Note that you need the most recent Microsoft Runtimes to be able to load Grasshopper in Rhino4. You can download the latest runtimes from the Microsoft Website, and be sure to get the 32-bit ones (vcredist_x86.EXE).


I hope this helps,


- Giulio
McNeel Europe

Ok well I have done that but it still has the same error message
Make sure it is the 2005 version and the 32-bit (_x86)
it was

Hi again Thomas,

I'm sorry, but there is no solution off the manual then.


Can you try making the error appear again and then send a screenshot of the log to my email address below, please?

To see the log,


1) Go to the Control Panel, then choose View event log:

You should be able to spot the error in the viewer:



- Giulio
McNeel Europe

Hi Thomas,

I would try downloading and installing one more time. Make absolutely sure you are installing the file called vcredist_x86.exe and NOT vcredist_x64.exe.  Installing vcredist_x64.exe won't cause any problems, it just also won't fix this grasshopper issue.

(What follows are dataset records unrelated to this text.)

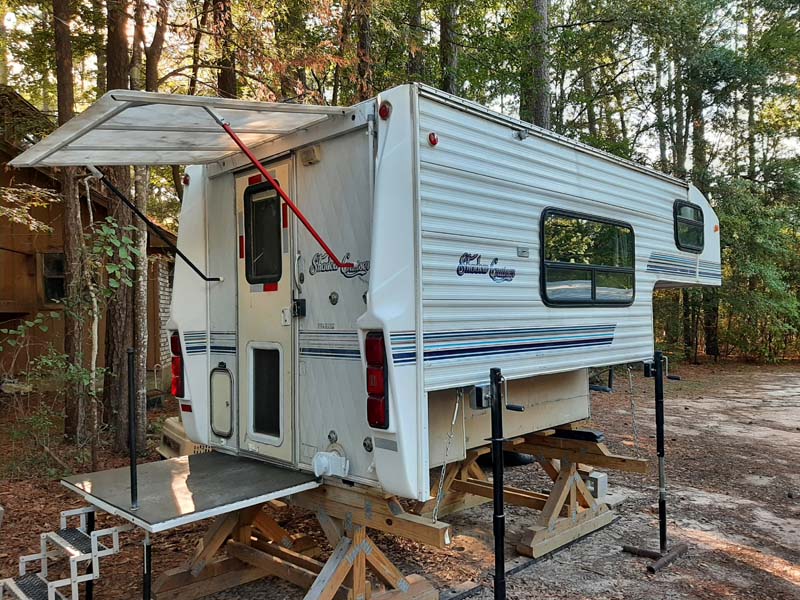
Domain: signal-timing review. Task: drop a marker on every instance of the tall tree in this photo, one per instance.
(72, 227)
(226, 63)
(119, 314)
(535, 80)
(448, 46)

well did download the correct runtime the first time but it must not have loaded properly the second time i ran the install for the runtime grasshopper finally opened


Thanks for everyone that helped me figure this out



This is a bad problem. It refers to problems with the WINSXS (Windows Side-by-Side) subdirectory in your main Windows directory. The problem has nothing (directly) to do with Rhino or Ghrashopper at all.

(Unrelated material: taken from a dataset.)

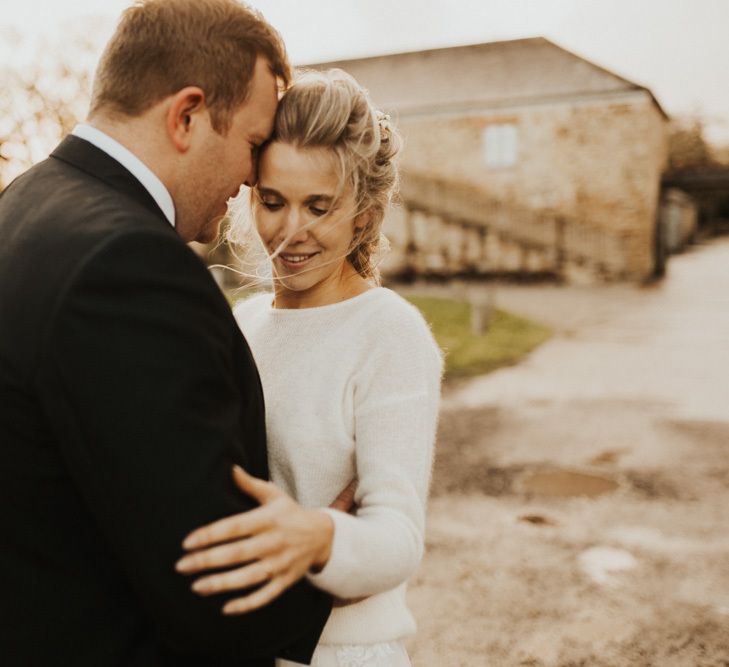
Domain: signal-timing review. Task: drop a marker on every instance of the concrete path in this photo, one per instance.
(631, 397)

What it does have to do with is an ancient and basically fundamental design problem with Windows itself. This problem is typically called "DLL Hell". In the beginning ((Windows 2) when RAM was expensive and scarce, MS enabled Windows programs to use many different small modules that were loaded dynamically (DLL = Dynamic Link Library) as needed.  It quickly became common practice for different programs to use the same DLL file to do the same thing.

But nasty problems happened when Program A updated a DLL in a way the caused Program B, which used the same DLL, to crash. MS spent literally thousands of support hours resolving these problems. That was very expensive.

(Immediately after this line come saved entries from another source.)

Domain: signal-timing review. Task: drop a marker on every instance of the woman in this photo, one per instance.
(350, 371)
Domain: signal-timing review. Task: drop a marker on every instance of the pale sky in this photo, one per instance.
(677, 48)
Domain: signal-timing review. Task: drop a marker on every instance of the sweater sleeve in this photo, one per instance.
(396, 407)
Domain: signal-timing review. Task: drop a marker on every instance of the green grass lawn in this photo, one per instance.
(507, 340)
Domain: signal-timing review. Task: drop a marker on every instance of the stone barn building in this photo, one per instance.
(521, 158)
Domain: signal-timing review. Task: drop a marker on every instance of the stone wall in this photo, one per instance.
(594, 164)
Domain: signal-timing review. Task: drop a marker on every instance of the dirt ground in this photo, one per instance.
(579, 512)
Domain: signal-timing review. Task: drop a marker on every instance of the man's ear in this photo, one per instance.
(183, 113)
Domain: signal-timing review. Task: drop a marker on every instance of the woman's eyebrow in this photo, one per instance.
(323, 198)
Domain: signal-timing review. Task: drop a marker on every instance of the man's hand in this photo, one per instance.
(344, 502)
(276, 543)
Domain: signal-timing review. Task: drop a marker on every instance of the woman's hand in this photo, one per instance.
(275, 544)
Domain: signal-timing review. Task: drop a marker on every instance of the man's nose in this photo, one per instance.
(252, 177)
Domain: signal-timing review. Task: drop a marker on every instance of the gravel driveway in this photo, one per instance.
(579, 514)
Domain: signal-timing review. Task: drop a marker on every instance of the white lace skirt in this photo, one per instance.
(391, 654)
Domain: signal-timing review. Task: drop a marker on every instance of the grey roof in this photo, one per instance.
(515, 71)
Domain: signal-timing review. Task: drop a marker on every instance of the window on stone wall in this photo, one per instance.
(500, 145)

So starting with Windows 7 (I think) Microsoft tried to reduce this kind of issue by establishing the WINSXS directory. It's purpose is to store all the versions of a DLL file used by different programs.  It also has internal links so that different programs references to a given DLL are mapped to the copy of that DLL Windows has saved in WINSXS for each application.  This keeps all the same-named DLLs separate and lets each program use it's own copy.

That's the theory, and it works OK as long as everything with WINSXS is OK.  But - if somethings goes wrong with WINSXS, then the program can't find the DLL it needs, and you get the "Windows Side-by-Side" error message. This prevents the program from running.

There are no tools for dealing with WINSXS. The best method I know of to fix WINSXS problems is to completely uninstall the failing program and reinstall it. This either will work, or it won't. If it fails to work you can try restoring from a prior Restore Point. If that fails you will probably have to reinstall Windows and start over with reinstalling all your software. 

Remember, I said it was a bad problem.

There is another issue with WINSXS that gets little attention, and that is that it gets larger every time you install a program. This is because Windows does not do a good job of removing things from WINSXS. It seems that with WIN 8/10 MS has improved this slightly, but WINSXS will still get increasingly large over time.

This means that at some point it will either fail in some way or consume all the space on your boot disk.  So a good idea is to do a complete boot disk reformat/Windows reinstall every few years.